Fundamentally, it’s this sharing of knowledge and education about alternatives to traditional fashion, that Walsh believes will be the key to positive change. “Being a conscious consumer is a serious mind reboot, and is a learning process”, says Walsh. Fast retailers have created a consumer behaviour where a good bargain is seen as a good buy, no questions asked. “The reality is, if you walk into a major retail chain and paid $20 for something that required a pattern to be made, fabric to be woven and printed, buttons, zips, someone to be paid to make it, packaging, shipping to Australia, TV/magazine advertising, a 50-70% markup and is for sale in a prime location… it’s a pretty sure bet that people on the raw material and manufacturing have been paid pretty poorly”, says Walsh.

Walsh’s ongoing focus on positive social and ethical change has inspired Bamboo Monkey’s latest collaboration with Dinadi, a social enterprise in Kathmandu that teaches disadvantaged local women to knit and rebuild their lives through financial independence, education and social support. Together they have created a range of hand knit beanies that are each signed by its original maker.

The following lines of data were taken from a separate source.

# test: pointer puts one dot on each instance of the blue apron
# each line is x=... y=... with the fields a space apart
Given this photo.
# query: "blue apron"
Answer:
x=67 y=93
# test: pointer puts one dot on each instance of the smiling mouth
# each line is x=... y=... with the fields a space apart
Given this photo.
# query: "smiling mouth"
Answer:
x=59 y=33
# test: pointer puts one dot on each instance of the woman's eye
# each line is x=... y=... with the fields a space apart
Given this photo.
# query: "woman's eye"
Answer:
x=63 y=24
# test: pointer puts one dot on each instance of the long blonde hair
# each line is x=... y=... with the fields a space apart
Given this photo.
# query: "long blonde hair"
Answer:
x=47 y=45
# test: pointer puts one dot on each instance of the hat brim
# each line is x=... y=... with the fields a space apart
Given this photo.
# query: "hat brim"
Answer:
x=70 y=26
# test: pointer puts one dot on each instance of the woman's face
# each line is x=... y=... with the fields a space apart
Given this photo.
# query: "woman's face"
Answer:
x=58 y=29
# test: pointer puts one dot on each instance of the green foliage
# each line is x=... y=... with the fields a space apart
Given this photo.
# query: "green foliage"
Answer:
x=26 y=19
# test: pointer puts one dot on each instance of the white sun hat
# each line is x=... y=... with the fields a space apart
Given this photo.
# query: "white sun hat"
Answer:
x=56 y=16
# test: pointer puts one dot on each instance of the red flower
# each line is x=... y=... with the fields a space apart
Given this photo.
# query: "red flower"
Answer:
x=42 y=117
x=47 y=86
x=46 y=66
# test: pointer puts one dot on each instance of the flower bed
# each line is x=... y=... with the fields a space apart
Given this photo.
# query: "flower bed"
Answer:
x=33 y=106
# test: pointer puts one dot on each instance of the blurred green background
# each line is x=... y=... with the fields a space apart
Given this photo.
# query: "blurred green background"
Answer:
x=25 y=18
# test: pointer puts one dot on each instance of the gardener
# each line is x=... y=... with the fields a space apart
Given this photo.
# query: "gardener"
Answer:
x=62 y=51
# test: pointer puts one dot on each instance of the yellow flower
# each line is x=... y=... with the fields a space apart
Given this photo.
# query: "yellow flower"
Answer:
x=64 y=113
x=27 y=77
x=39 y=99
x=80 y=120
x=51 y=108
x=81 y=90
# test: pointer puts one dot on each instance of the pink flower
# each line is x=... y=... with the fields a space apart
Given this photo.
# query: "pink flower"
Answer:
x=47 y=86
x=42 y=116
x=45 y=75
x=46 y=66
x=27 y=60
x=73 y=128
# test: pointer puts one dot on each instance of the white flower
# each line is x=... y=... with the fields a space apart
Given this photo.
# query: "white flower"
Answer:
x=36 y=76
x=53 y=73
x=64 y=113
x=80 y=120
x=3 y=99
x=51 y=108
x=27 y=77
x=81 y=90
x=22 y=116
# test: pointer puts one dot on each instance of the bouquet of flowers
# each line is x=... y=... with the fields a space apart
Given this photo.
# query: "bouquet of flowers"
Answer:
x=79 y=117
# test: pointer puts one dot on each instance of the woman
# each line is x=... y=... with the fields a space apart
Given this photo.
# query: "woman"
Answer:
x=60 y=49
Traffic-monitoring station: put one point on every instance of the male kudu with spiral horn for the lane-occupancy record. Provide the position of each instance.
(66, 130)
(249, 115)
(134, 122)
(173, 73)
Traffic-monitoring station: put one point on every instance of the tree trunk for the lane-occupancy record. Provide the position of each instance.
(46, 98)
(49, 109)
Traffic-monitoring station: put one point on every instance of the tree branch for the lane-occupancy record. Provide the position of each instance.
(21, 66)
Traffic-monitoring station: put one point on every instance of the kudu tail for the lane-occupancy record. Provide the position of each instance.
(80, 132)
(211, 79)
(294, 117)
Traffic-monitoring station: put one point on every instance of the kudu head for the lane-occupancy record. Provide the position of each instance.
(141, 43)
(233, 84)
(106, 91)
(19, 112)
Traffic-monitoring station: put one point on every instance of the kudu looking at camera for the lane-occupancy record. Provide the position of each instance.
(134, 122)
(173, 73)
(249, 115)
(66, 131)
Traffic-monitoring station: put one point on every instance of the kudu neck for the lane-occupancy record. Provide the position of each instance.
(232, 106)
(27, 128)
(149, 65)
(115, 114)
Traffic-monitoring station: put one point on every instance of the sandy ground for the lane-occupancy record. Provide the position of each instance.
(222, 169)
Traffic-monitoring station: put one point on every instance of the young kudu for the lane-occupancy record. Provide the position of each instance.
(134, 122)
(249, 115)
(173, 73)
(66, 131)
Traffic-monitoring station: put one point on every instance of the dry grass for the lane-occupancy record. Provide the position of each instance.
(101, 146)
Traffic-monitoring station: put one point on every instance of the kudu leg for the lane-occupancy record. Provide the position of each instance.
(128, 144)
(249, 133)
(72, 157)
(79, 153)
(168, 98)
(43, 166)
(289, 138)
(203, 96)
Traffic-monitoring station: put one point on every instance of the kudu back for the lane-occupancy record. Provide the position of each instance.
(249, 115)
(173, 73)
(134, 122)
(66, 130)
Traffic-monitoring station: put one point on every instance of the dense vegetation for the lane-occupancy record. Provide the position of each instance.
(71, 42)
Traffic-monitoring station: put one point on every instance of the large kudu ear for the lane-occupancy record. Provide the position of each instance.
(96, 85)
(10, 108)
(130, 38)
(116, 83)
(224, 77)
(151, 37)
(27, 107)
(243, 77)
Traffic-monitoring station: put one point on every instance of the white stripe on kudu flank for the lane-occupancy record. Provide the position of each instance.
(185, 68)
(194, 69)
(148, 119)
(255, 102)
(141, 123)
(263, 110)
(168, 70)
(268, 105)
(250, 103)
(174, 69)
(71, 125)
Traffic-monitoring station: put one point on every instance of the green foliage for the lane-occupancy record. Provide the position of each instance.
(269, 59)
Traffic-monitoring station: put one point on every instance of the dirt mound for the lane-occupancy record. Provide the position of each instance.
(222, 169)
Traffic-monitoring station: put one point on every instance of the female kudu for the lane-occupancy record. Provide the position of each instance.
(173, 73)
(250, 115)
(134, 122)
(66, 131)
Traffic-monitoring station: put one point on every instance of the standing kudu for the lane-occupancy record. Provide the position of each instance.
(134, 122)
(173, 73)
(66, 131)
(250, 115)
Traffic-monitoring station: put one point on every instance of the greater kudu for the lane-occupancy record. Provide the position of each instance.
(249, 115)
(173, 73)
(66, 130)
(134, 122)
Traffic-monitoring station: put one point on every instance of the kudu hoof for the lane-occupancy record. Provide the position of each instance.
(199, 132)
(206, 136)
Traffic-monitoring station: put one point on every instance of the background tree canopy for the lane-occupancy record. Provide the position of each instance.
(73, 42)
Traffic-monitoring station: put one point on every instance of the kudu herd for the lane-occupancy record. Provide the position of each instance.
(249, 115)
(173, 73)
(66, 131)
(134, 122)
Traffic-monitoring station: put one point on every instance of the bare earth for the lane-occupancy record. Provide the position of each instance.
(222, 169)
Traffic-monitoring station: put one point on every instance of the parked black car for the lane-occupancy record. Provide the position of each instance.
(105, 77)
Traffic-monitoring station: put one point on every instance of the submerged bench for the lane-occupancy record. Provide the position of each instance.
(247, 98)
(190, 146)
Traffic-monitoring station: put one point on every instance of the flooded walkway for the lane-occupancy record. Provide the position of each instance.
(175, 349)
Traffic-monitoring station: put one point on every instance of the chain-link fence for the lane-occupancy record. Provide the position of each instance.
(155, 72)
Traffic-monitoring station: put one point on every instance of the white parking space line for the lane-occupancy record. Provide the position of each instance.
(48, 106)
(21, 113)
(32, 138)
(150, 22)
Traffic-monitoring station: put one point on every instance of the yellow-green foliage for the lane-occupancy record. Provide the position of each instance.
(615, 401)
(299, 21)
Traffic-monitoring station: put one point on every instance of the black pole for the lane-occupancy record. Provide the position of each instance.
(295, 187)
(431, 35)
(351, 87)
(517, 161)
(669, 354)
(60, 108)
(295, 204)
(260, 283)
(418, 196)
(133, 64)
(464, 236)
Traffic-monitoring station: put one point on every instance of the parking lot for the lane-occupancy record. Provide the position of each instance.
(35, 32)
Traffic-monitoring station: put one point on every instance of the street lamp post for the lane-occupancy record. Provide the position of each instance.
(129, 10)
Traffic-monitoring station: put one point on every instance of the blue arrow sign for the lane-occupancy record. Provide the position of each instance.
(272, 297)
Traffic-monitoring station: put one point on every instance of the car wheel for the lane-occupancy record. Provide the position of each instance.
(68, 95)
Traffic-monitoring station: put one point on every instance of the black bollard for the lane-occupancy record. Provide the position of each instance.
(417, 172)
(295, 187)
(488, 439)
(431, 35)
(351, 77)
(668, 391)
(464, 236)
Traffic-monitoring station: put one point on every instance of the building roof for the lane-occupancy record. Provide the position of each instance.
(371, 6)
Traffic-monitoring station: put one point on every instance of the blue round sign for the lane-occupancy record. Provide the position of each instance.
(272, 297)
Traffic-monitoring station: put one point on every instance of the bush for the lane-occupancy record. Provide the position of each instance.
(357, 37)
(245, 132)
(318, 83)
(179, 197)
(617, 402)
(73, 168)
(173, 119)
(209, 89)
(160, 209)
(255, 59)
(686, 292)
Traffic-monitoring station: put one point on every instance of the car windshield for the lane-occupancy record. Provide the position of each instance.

And what helps keep her inspired in a competitive retail industry with the challenge of a small business? Receiving customer feedback direct from the source. “Having your own business means you are at the coal face, and we have been really lucky to have had amazing feedback and support. Even recently driving in Melbourne, we pulled up at some lights, and some tradies next to us, in true Aussie form, yelled out, ‘hey mate, your socks are f-ing awesome!’ Doesn’t get better than that!”